To the wider public, your ‘Media Heroes’ are received warmly, meaning they are positively associated with your brand. Nobody wants an ill-judged comment causing reputational damage for years to come, and that’s why we stage mock interviews to put spokespeople through their paces.

Let the brand dominate column inches, not you

A considered opinion is an effective way of hitting the headlines. But whatever stance you take must be well thought out and offered in a way that controls the narrative; you don’t want an off-the-cuff remark to snowball. As a result, your missteps are highlighted more than your products, which often felt like the case with James Watt by the end of his stewardship.

Instead, always root your disruptive opinions within your brand; how does it offer a solution to the current situation you’re commenting on?

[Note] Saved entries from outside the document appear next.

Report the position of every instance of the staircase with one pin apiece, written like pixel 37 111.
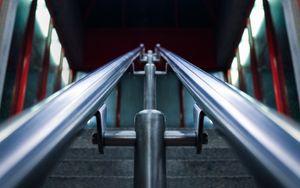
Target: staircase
pixel 83 167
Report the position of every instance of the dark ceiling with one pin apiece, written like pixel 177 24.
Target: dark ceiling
pixel 145 13
pixel 81 22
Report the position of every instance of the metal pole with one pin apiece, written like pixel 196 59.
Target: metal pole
pixel 150 158
pixel 42 133
pixel 150 84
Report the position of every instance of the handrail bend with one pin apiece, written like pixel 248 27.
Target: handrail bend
pixel 269 142
pixel 31 142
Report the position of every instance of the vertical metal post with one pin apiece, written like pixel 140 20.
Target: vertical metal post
pixel 254 68
pixel 8 11
pixel 150 84
pixel 150 157
pixel 25 64
pixel 276 66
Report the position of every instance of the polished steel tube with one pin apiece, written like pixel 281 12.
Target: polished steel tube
pixel 150 157
pixel 179 137
pixel 119 137
pixel 268 142
pixel 31 142
pixel 150 86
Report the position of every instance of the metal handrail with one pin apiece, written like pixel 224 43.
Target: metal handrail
pixel 31 142
pixel 268 142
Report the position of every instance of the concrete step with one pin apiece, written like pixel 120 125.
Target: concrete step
pixel 174 168
pixel 127 182
pixel 171 153
pixel 82 166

Packaged sensibly, your soundbites can communicate a focus on problem solving to your prospective customers.

Tap into your passions

At the start of media training, we take time to get to know you, rather than just the brand or your role in it. That means we can drill down into what your spokespeople are passionate about. An opinion which comes naturally is the most effective and allows your spokespeople to feel confident and assured in their responses.

These sessions are equally beneficial in creating content, too. We maximise our conversations for thought leadership articles and blog inspiration, meaning our PR approach is multifaceted at all times.

Watt the future holds

Of course, James Watt isn’t disappearing completely. In a statement, he explained that he’ll take a newly-created “captain and co-founder” position in the near future, and opt for the classic “travelling and adventures” and “spending more time with family and loved ones” with his newfound freedom.

It’s no coincidence that Watt has taken a back seat as the company once again seeks flotation on the stock market, something that has so far been scuppered due to his previous behaviour. It may be his most sensible decision yet.